When James Bennet was hired by the Times in 2016, he seemed to be well situated to oversee an opinion section confronting a fracturing political spectrum. He had previously edited The Atlantic, where he had a reputation for cultivating a diversity of viewpoints ranging from the radical Ta-Nehisi Coates to the conservative David Frum.

In a memo he sent to Times staff on February 15, 2017, Bennet eloquently argued that diversity of viewpoint in the op-ed page was essential for bringing together a divided America:

It’s a commonplace borne out by social science that Americans are sorting themselves by party or convictions and losing the ability to engage respectfully—even if only to disagree—across those tribal lines. Most people seem to think this is a bad thing, but very few institutions are trying seriously to do anything about it. We are trying. It’s what The Times is supposed to do, and it’s what democracy needs.

He added, “We’re taking some chances, recruiting voices that are new to The Times and publishing pieces that press against our traditional boundaries.”

In some ways, Bennet’s opinion section lived up to these ideals. Prior to his arrival, it’s fair to say that the political spectrum at the Times ran from Clintonian liberalism on the left (embodied by Paul Krugman) to moderate neoconservatism on the right (voiced by David Brooks). This hardly exhausted the political spectrum in the age of Donald Trump and Bernie Sanders. To his credit, Bennet brought to the Times voices much further to the left, notably Jamelle Bouie. Recently, the paper ran an excerpt of Vincent Bevins’s new book on the 1965 anti-communist massacre in Indonesia. Bevins argued, “We need to understand that the United States is not, in fact, beloved as a beacon of freedom, democracy and human rights. From Argentina to the Democratic Republic of Congo, East Timor to Iran, millions of people are skeptical of Washington’s intentions.” This was far more radical fare than the Times menu usually provides.

Bringing in voices on the right has proved more difficult for Bennet. Trumpism may be the order of the day in Washington, but literate and plausible Trumpists who can write convincing op-eds are rare (although Bennet did manage to find one in Daniel McCarthy). So instead of Trumpists, Bennet had to settle for a stable of three Never Trump conservatives, two inherited (David Brooks, Ross Douthat) and one brought on board (Bret Stephens).
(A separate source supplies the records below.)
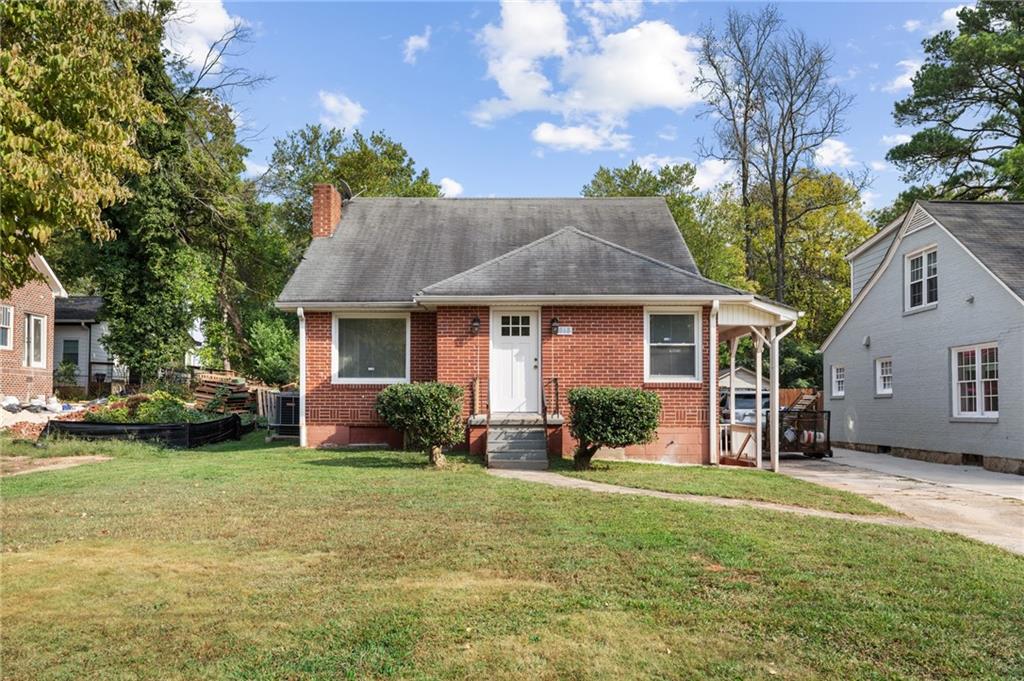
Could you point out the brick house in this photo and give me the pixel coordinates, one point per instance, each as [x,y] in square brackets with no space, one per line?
[517,301]
[27,335]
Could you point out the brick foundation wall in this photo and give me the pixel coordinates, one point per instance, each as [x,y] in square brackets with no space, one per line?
[16,379]
[340,415]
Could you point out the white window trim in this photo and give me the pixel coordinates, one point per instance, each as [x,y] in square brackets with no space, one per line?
[337,380]
[835,391]
[923,252]
[697,344]
[28,347]
[980,413]
[10,327]
[879,388]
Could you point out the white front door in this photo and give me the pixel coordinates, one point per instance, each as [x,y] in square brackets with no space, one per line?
[515,366]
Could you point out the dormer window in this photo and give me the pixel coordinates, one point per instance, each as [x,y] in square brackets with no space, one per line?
[922,275]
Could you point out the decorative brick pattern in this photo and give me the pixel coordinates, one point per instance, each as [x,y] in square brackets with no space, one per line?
[16,379]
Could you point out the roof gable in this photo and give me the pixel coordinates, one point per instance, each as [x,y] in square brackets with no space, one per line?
[385,250]
[571,262]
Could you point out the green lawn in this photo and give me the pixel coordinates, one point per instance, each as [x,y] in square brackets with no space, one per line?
[252,562]
[731,482]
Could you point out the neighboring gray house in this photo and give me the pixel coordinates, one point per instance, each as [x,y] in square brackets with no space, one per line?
[928,362]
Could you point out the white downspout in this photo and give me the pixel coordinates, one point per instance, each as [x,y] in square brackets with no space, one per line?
[302,376]
[713,384]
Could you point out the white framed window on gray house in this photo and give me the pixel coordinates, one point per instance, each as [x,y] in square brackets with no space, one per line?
[922,279]
[370,347]
[6,328]
[672,345]
[35,341]
[884,376]
[976,381]
[839,381]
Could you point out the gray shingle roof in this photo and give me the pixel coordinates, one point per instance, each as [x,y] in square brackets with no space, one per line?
[992,230]
[77,308]
[386,250]
[573,262]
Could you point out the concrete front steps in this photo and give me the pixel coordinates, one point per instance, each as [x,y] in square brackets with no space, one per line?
[517,441]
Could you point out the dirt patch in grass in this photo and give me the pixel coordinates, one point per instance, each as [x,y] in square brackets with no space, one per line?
[22,465]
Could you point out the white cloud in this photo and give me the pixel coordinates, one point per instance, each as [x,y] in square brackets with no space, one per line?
[600,81]
[710,173]
[905,79]
[195,27]
[834,153]
[417,44]
[339,111]
[898,138]
[580,137]
[451,188]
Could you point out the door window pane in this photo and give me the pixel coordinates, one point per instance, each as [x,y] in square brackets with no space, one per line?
[372,348]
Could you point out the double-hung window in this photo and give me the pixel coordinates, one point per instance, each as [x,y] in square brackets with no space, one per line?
[371,347]
[673,345]
[884,376]
[839,381]
[922,277]
[35,341]
[976,381]
[6,328]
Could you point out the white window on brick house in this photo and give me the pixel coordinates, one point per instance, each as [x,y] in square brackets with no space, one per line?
[672,345]
[922,277]
[884,376]
[839,381]
[976,381]
[371,348]
[6,328]
[35,341]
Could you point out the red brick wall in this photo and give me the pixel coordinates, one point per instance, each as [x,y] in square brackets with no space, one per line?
[344,414]
[15,378]
[606,348]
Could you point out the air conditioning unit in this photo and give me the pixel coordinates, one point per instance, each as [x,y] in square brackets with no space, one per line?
[286,414]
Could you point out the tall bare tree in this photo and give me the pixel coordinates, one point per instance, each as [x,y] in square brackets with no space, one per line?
[733,64]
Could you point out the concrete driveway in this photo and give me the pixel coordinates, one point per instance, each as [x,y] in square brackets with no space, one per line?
[967,500]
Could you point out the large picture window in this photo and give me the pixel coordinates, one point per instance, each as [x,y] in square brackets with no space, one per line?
[922,280]
[976,381]
[673,347]
[371,348]
[35,341]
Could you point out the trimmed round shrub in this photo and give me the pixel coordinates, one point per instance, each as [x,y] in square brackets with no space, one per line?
[610,417]
[429,415]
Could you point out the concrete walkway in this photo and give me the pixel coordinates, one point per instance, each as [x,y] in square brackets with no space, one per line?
[556,480]
[966,500]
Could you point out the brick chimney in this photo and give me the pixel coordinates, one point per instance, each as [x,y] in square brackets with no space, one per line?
[327,210]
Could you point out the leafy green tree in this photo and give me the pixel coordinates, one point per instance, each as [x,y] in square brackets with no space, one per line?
[711,224]
[71,101]
[968,107]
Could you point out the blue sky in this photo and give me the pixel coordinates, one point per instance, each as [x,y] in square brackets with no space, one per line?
[528,99]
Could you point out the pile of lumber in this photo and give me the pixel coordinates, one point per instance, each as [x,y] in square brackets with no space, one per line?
[222,392]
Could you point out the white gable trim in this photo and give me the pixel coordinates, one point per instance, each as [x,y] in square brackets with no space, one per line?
[911,223]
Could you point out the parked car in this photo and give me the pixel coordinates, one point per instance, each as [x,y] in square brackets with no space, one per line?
[744,407]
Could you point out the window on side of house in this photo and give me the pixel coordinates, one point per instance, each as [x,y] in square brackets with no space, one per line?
[35,341]
[839,381]
[976,381]
[6,328]
[69,351]
[673,350]
[371,348]
[884,376]
[922,277]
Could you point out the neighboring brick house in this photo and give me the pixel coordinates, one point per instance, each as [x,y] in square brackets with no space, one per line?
[517,301]
[27,335]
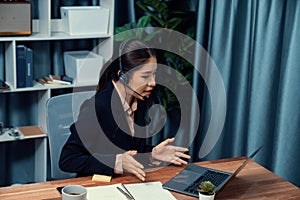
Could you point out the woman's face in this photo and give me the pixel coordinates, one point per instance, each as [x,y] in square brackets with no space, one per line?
[143,80]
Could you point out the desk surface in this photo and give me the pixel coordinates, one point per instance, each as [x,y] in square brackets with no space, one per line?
[253,182]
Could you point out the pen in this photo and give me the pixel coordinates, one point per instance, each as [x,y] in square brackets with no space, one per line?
[127,191]
[127,195]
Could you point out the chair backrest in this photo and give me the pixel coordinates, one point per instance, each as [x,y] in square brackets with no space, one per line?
[61,112]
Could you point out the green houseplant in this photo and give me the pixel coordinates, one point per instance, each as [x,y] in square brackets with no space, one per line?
[206,190]
[169,15]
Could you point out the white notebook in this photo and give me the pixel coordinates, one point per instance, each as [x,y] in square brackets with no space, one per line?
[144,191]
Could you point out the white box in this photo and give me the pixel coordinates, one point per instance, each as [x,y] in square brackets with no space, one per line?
[85,20]
[83,66]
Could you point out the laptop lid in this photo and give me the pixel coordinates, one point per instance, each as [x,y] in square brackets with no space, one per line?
[190,176]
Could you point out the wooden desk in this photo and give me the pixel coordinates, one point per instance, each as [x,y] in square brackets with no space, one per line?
[253,182]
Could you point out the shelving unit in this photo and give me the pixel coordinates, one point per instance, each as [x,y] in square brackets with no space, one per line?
[47,34]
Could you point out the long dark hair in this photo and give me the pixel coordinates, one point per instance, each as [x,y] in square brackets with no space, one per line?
[131,54]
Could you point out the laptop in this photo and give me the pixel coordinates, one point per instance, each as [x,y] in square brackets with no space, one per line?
[188,180]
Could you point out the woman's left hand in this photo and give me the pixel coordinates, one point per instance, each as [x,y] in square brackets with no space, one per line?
[169,153]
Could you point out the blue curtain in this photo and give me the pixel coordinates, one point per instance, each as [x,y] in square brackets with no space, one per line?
[256,47]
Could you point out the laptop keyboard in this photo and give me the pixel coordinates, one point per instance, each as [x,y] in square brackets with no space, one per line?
[215,177]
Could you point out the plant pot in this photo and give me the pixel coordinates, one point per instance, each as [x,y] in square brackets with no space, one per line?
[206,197]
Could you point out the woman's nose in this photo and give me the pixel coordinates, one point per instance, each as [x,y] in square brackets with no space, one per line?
[152,82]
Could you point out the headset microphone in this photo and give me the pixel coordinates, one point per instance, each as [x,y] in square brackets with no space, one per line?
[144,97]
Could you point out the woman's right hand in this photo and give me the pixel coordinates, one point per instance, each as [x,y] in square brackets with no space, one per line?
[132,166]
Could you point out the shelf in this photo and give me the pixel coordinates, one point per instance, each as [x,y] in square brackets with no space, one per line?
[24,107]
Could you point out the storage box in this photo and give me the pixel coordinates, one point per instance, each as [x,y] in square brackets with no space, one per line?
[85,20]
[83,66]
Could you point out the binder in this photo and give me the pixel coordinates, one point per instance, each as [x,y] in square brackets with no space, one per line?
[24,67]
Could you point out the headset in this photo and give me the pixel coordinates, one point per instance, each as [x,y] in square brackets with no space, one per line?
[123,77]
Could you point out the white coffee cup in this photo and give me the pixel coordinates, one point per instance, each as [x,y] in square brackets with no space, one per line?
[74,192]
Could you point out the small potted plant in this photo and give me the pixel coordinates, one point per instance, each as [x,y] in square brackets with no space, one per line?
[206,190]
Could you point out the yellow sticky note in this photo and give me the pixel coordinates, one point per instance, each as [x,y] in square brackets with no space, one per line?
[102,178]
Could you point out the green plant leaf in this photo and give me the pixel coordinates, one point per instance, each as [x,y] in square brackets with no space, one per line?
[173,23]
[150,36]
[151,13]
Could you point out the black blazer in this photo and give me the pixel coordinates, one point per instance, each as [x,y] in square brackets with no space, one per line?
[101,132]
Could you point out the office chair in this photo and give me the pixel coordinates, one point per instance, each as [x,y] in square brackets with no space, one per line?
[61,112]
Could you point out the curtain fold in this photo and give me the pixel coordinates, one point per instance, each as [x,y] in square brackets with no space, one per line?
[255,45]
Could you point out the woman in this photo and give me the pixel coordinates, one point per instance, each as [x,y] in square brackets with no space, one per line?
[110,135]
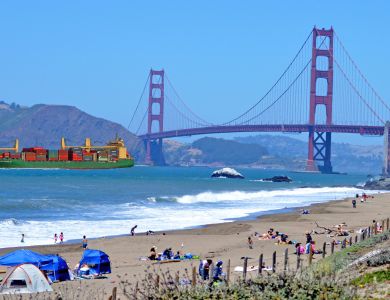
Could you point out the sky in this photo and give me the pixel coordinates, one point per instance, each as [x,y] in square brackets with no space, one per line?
[221,56]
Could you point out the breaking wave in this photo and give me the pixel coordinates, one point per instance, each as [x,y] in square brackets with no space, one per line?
[300,194]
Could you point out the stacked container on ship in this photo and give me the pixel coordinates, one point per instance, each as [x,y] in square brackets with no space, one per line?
[112,155]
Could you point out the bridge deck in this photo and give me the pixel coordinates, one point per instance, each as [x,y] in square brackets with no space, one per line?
[356,129]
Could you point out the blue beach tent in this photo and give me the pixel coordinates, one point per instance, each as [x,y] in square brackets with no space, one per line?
[58,269]
[97,261]
[55,266]
[24,256]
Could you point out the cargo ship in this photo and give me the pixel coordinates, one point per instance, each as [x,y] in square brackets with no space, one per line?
[111,156]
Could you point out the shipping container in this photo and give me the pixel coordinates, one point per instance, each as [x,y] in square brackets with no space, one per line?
[29,156]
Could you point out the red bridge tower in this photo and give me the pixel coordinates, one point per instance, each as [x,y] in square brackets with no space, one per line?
[320,142]
[154,152]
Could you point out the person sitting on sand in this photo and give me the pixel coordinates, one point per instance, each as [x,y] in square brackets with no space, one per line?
[283,239]
[313,250]
[168,253]
[308,237]
[132,231]
[264,237]
[85,242]
[206,269]
[153,254]
[177,255]
[217,271]
[250,242]
[299,249]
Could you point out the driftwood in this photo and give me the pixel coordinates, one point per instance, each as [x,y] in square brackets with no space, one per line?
[327,230]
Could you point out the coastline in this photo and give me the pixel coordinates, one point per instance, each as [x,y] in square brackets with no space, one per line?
[220,241]
[249,217]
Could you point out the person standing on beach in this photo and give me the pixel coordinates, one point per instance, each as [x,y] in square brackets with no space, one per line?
[132,231]
[85,242]
[250,242]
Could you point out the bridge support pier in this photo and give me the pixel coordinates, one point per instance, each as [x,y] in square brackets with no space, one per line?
[320,142]
[154,152]
[386,150]
[320,145]
[154,148]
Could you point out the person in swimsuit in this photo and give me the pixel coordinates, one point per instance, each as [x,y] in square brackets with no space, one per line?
[85,242]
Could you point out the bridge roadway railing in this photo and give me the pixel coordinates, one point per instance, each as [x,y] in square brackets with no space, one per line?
[355,129]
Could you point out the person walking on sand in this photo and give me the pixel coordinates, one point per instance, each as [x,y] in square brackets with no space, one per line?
[85,242]
[354,203]
[132,231]
[250,242]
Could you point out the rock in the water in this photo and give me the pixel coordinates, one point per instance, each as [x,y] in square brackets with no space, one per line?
[228,173]
[278,179]
[381,183]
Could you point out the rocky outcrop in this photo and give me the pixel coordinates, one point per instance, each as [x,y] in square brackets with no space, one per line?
[278,179]
[377,184]
[227,173]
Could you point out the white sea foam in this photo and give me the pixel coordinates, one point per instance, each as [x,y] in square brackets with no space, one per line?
[297,194]
[190,211]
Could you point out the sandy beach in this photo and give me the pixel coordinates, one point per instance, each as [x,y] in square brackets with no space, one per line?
[221,241]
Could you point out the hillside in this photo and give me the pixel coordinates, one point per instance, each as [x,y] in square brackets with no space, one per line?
[44,125]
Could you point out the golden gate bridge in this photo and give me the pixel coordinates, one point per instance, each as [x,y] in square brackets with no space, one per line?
[322,91]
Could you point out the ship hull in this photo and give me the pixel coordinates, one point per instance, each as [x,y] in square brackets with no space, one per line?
[21,164]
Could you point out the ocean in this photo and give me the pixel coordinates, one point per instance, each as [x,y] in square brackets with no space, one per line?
[100,203]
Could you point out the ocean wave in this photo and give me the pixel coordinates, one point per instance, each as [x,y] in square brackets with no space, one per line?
[12,222]
[297,193]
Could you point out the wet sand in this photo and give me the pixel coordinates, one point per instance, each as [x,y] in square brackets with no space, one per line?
[222,241]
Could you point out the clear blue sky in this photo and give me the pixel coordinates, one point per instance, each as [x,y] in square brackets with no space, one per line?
[96,54]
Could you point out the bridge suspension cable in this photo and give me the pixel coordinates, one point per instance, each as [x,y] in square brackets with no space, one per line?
[274,85]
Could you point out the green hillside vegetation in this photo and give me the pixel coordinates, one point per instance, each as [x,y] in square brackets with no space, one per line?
[44,125]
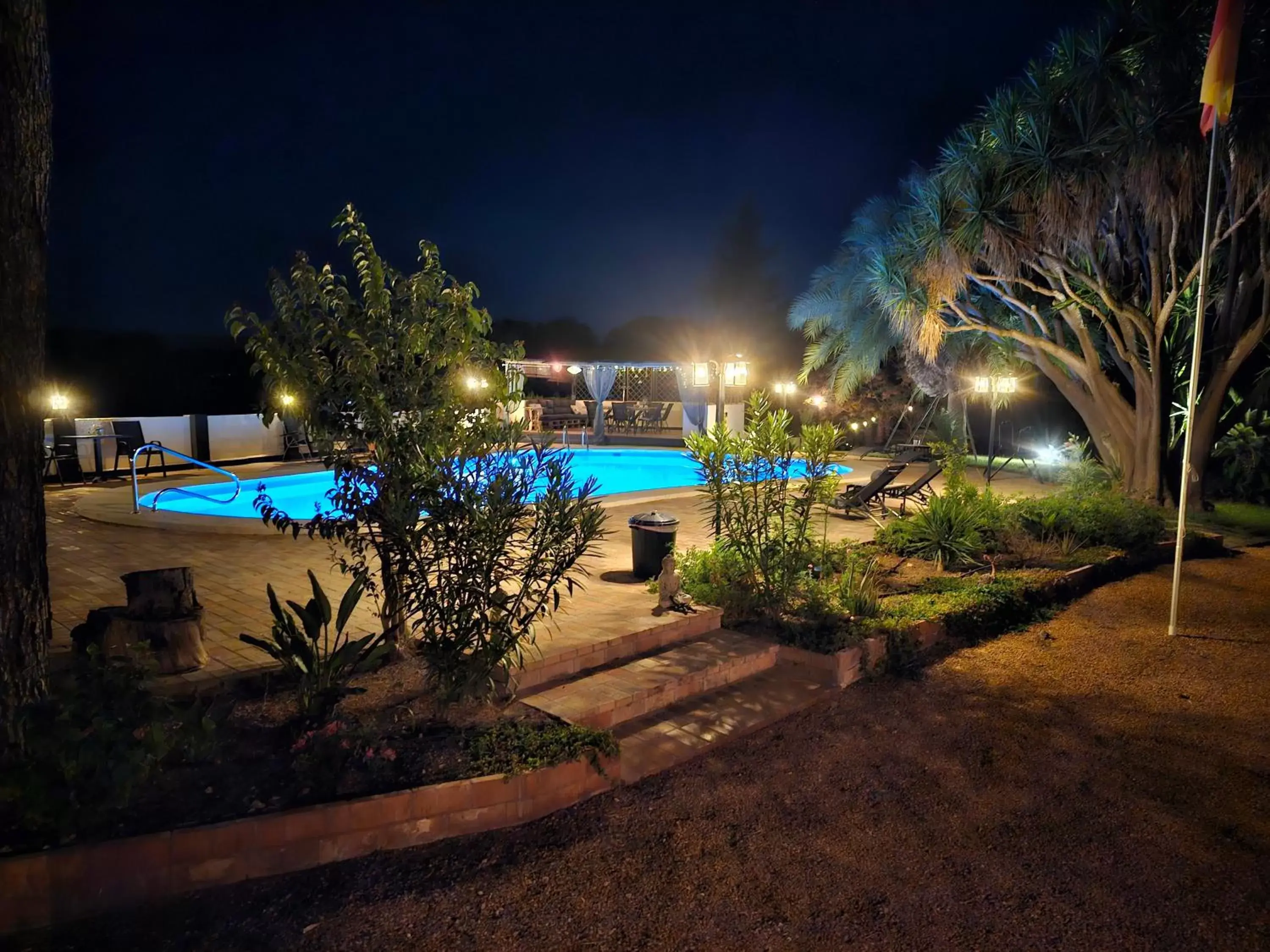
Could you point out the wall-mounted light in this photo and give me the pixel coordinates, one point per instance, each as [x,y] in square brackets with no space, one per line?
[996,385]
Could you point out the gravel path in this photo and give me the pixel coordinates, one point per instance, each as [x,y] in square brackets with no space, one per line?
[1088,784]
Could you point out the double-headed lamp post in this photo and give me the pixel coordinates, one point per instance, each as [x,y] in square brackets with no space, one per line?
[996,388]
[731,374]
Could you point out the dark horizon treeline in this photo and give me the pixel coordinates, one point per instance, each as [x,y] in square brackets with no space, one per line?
[145,374]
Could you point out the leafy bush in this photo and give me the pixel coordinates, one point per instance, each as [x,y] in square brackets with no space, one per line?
[467,539]
[950,531]
[505,534]
[1245,455]
[516,747]
[760,511]
[858,589]
[717,577]
[969,606]
[98,737]
[322,663]
[1105,518]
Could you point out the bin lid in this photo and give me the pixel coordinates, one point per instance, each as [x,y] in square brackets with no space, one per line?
[653,521]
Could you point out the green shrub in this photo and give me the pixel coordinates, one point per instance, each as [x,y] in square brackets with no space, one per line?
[760,509]
[322,663]
[1104,518]
[1245,455]
[516,747]
[98,737]
[969,606]
[717,577]
[953,530]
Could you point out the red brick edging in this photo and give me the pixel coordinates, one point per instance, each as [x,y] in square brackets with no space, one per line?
[58,885]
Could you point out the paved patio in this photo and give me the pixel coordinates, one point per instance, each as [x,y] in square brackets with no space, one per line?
[234,559]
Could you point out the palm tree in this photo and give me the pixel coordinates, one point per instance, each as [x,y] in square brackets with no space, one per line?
[26,153]
[846,329]
[1065,221]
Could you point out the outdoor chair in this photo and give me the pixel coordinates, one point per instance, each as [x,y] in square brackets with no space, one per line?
[624,417]
[920,490]
[129,438]
[63,455]
[869,497]
[295,437]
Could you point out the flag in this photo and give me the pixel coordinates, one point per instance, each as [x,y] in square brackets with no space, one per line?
[1223,49]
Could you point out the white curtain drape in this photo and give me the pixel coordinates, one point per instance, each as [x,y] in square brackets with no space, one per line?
[695,399]
[600,380]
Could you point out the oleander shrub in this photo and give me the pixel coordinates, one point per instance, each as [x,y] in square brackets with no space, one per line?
[717,577]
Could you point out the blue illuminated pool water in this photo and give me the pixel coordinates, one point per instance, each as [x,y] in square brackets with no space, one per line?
[301,494]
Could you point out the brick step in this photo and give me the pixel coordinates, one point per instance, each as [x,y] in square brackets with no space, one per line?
[618,695]
[560,658]
[689,729]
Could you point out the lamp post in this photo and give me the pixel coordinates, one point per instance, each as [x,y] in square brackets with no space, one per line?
[996,388]
[785,390]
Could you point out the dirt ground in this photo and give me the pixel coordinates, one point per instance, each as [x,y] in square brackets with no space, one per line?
[1086,784]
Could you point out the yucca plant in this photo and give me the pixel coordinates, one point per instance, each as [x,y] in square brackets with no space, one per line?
[948,532]
[323,662]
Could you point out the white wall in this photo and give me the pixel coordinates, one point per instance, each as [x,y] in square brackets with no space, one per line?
[229,437]
[243,437]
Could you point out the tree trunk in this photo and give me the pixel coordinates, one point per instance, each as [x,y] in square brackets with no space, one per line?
[26,155]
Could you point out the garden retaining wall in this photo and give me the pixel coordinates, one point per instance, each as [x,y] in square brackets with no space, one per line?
[73,883]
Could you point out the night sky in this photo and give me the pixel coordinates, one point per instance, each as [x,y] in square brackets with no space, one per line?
[572,160]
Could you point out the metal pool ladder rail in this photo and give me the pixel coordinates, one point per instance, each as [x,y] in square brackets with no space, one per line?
[136,495]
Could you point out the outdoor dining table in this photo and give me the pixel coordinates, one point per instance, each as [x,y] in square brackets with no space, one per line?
[98,465]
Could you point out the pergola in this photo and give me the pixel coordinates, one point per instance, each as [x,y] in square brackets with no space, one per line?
[694,384]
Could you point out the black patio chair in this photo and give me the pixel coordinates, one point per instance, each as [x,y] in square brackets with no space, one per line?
[129,438]
[869,498]
[295,437]
[624,417]
[919,490]
[63,454]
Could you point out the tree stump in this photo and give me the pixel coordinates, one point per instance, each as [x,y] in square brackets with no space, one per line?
[163,612]
[162,593]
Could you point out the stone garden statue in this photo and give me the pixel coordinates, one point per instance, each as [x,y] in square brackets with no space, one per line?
[671,596]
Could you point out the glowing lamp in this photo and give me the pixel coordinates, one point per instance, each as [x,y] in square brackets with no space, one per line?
[736,374]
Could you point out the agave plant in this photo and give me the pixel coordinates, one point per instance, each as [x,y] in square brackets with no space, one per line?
[323,662]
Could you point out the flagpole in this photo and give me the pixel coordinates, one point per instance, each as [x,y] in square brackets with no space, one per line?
[1197,352]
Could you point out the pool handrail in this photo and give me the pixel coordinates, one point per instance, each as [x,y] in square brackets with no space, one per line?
[154,506]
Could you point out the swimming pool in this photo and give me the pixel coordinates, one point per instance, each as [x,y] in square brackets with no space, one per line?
[301,494]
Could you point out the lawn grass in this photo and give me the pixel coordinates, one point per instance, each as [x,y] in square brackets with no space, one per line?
[1248,518]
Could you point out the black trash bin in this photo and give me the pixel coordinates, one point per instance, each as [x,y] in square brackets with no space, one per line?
[652,540]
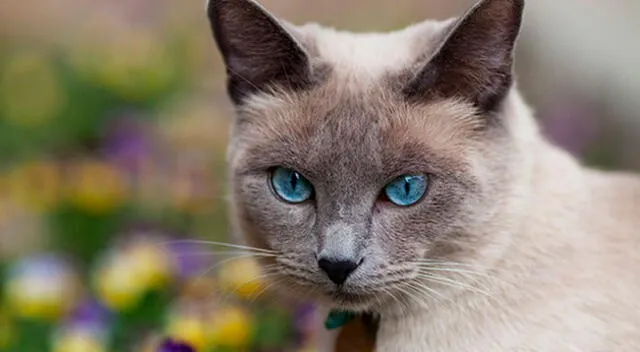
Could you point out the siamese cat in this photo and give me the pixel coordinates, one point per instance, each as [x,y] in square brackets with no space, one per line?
[402,175]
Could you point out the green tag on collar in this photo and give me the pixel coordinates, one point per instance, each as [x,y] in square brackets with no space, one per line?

But Stephens himself has proven a problem with his penchant for glib contrarianism on climate change, Woody Allen, and other issues. Stephens’s column is symptomatic of a larger problem with Bennet’s opinion section. In his search for diversity, Bennet too often settles for hot takes and clickbait. As one Times staffer complained to Vox, “Does op-ed care at all about how its actions affect the newsroom whose legitimacy and sweat it trades on in order to sling hot takes? It’s not clear that they do.” Bennet’s propensity toward trolling, which was noticed during his tenure at The Atlantic, seemed to be based on the following premise: We are too divided to convince each other of the truth, so all we can do is entertain each other with outrageous opinions.

In the light of the current crisis, soliciting a column from Tom Cotton asking for Trump to send in the troops is irresponsible trolling. The idea is actually being taken seriously in Washington, so it deserves to be investigated as a news story. But to bring it up in the op-ed section is to treat a dangerous gesture by a besieged administration as if it were merely an intellectual exercise, a novel idea worth debating. It’s the equivalent of running op-eds during Watergate asking if Nixon should in fact firebomb the Brookings Institution or assassinate whistle-blowers.

America is fracturing—and so is The New York Times. The newsroom has adjusted to the crisis by allowing journalists to write more forthrightly and honestly about politics. The opinion page has taken a different tack by elevating extreme voices. It’s hardly surprising that these two approaches collided.